The smell of its roasting beans infused the immediate vicinity with a beckoning aroma; the management provided copies of the city’s newspapers-the Chronicle, the Free Press, and the Bay Guardian. The papers rarely disappeared before three o’clock. Even the homeless honored the custom, except for Crazy Melinda, who used to come in, scoop all the papers up, and try to leave with them-until the patrons started setting aside a copy of each paper at the counter for her to pick up whenever she wanted them.
Comfortable, colorful couches were available as well as the usual chairs and tables; the ethic of the place allowed an unlimited time at your seat once you’d claimed it, whether or not you continued to drink coffee; for the past five years or so customers could avail themselves of free wireless Internet service; and legal or not, pets were welcome.

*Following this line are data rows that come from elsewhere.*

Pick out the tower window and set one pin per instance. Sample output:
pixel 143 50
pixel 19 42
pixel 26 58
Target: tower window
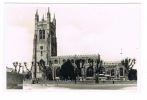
pixel 41 53
pixel 43 34
pixel 40 34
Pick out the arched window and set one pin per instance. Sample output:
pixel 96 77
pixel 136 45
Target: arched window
pixel 58 72
pixel 43 34
pixel 72 61
pixel 102 70
pixel 112 72
pixel 121 72
pixel 56 61
pixel 89 72
pixel 64 60
pixel 40 34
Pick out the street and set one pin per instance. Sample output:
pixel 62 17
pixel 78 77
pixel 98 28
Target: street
pixel 78 86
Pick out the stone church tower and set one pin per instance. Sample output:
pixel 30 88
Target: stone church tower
pixel 45 41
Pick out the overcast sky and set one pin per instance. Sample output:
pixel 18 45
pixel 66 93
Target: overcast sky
pixel 81 29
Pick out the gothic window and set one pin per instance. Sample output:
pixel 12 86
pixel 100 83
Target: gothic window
pixel 58 72
pixel 64 60
pixel 112 72
pixel 41 53
pixel 102 70
pixel 40 34
pixel 121 72
pixel 43 34
pixel 56 61
pixel 89 72
pixel 72 61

For many in the neighborhood BBW was a refuge, a meeting place, a home away from home.
At a few minutes before seven o’clock on this Saturday morning, the usual line of about twenty customers needing their morning infusions of caffeine was already growing along Haight Street at the establishment’s front door. A long-haired man named Wes Farrell, in jogging pants and a T-shirt that read “DAM-Mothers Against Dyslexia,” stood holding in one hand the hand of his live-in girlfriend, Sam Duncan, and in the other the leash of Gertrude, his boxer. They, like many others in the city that morning, were discussing the homeless problem.